Using GPU to speed-up computatons in GymECS

We have previously shown how to define a simple maze game with gymECS. If we execute the maze, we can compute how many frames per seconds our system is able to achieve (witout rendering).

The simple maze is executed at 65000 frames per seconds (on my computer)

This is mainly due to the fact that the computation is made on a single CPU – knowing that python is not known to be efficient in terms of computation speed.

To speed-up the processing, it is possible to rely on GPU librairies directly in the definition of our entities, components and systems. Note that this is the strategy also adopted in different frameworks like BRAX.

In our ECS, the use of GPU can be made for different usage:

Parallelizing multiple games as a single game (what we show here)
Representing multiple agents in a single game
Making part of the computations in the game (for instance particles)

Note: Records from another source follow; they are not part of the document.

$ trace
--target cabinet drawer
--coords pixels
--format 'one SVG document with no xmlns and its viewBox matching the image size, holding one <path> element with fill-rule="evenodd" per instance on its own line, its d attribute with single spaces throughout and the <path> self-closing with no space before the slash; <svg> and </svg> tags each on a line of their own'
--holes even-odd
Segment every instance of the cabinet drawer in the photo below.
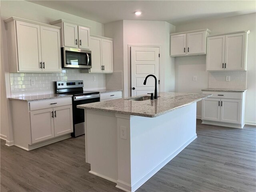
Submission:
<svg viewBox="0 0 256 192">
<path fill-rule="evenodd" d="M 30 111 L 72 104 L 72 98 L 71 97 L 48 99 L 43 101 L 30 102 L 29 104 Z"/>
<path fill-rule="evenodd" d="M 106 99 L 116 99 L 122 98 L 122 91 L 101 93 L 100 95 L 101 101 Z"/>
<path fill-rule="evenodd" d="M 203 93 L 212 94 L 212 98 L 220 98 L 221 99 L 242 99 L 242 92 L 234 93 L 230 92 L 214 92 L 212 91 L 203 91 Z"/>
</svg>

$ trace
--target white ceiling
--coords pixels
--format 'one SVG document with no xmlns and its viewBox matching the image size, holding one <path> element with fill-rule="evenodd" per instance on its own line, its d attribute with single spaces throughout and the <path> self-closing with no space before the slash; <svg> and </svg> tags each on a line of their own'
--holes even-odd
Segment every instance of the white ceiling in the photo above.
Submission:
<svg viewBox="0 0 256 192">
<path fill-rule="evenodd" d="M 254 0 L 29 0 L 106 23 L 120 20 L 165 21 L 174 25 L 256 12 Z M 136 16 L 134 13 L 142 13 Z"/>
</svg>

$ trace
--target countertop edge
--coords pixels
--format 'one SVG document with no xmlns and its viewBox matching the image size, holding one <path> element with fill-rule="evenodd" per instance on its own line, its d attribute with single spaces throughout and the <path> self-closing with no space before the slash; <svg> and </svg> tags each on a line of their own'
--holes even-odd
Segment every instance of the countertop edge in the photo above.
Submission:
<svg viewBox="0 0 256 192">
<path fill-rule="evenodd" d="M 178 106 L 174 108 L 172 108 L 172 109 L 170 109 L 169 110 L 167 110 L 166 111 L 165 111 L 155 114 L 144 114 L 143 113 L 134 113 L 132 112 L 125 112 L 125 111 L 117 111 L 116 110 L 113 110 L 111 109 L 101 109 L 99 108 L 95 108 L 93 107 L 86 107 L 86 106 L 82 107 L 79 106 L 77 106 L 77 107 L 80 109 L 88 109 L 89 110 L 93 110 L 95 111 L 102 111 L 102 112 L 112 112 L 112 113 L 118 113 L 119 114 L 123 114 L 124 115 L 134 115 L 135 116 L 140 116 L 144 117 L 154 118 L 154 117 L 158 117 L 158 116 L 160 116 L 161 115 L 162 115 L 164 114 L 168 113 L 169 112 L 170 112 L 171 111 L 174 111 L 176 109 L 178 109 L 180 108 L 181 108 L 182 107 L 190 105 L 193 103 L 198 102 L 198 101 L 201 101 L 201 100 L 202 100 L 203 99 L 204 99 L 206 98 L 208 98 L 209 97 L 211 97 L 212 96 L 212 94 L 209 95 L 206 97 L 197 99 L 196 100 L 192 101 L 189 103 L 184 104 L 182 105 L 181 105 L 180 106 Z"/>
</svg>

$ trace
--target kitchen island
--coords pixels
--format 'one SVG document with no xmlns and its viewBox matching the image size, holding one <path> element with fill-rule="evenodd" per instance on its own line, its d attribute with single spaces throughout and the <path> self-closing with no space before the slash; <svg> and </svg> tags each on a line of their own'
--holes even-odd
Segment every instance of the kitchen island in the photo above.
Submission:
<svg viewBox="0 0 256 192">
<path fill-rule="evenodd" d="M 211 95 L 160 92 L 78 106 L 89 172 L 135 191 L 196 138 L 196 102 Z"/>
</svg>

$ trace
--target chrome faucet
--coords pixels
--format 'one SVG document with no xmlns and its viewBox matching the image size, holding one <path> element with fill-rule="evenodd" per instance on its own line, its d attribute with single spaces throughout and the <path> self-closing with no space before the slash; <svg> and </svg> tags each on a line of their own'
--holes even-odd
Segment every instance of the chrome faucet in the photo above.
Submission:
<svg viewBox="0 0 256 192">
<path fill-rule="evenodd" d="M 156 79 L 156 76 L 154 75 L 148 75 L 145 78 L 145 80 L 144 80 L 144 82 L 143 83 L 144 85 L 146 85 L 146 84 L 147 82 L 147 79 L 148 77 L 153 77 L 155 78 L 155 94 L 154 94 L 154 99 L 157 99 L 157 80 Z"/>
</svg>

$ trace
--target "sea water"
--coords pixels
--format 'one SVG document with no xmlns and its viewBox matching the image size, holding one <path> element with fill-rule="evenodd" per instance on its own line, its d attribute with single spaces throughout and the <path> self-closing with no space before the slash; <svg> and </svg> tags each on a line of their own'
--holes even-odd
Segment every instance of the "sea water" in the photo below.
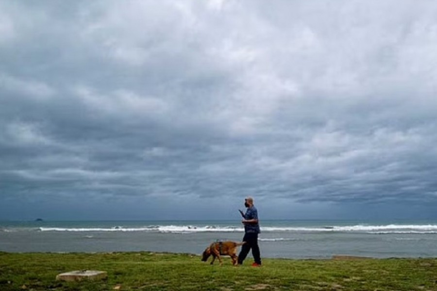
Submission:
<svg viewBox="0 0 437 291">
<path fill-rule="evenodd" d="M 434 221 L 263 221 L 262 257 L 437 257 Z M 201 254 L 217 240 L 241 241 L 237 221 L 0 222 L 0 251 L 152 251 Z"/>
</svg>

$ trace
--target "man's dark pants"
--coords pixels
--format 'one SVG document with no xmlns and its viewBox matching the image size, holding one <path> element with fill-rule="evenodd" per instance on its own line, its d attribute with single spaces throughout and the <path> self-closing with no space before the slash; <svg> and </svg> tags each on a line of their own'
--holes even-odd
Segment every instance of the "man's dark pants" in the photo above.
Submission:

gymECS allows to put GPU computation anywhere in the game.

Parallelizing the maze game

As an example, let us show how we can parallelize the execution of thousands of mazes using JAX.

Entities and Components

First of all, let us redefine our components and entities, such that the world will contain information about N mazes instead of a single one. For instance, the position of the agents will now be a N x 2 JAX tensor corresponding to the coordinates of the N agents playing the N games. Similarly, the maze map will be a N x Width x Height tensor describing the map of N mazes instead of one.

The entities and components in JAX representing N games

Systems

Then, we need to redefine our systems to model the dynamics of N games simultaneously. This can be done by using the lax functions provided by jax. Without going into details, let us rewrite the moving system.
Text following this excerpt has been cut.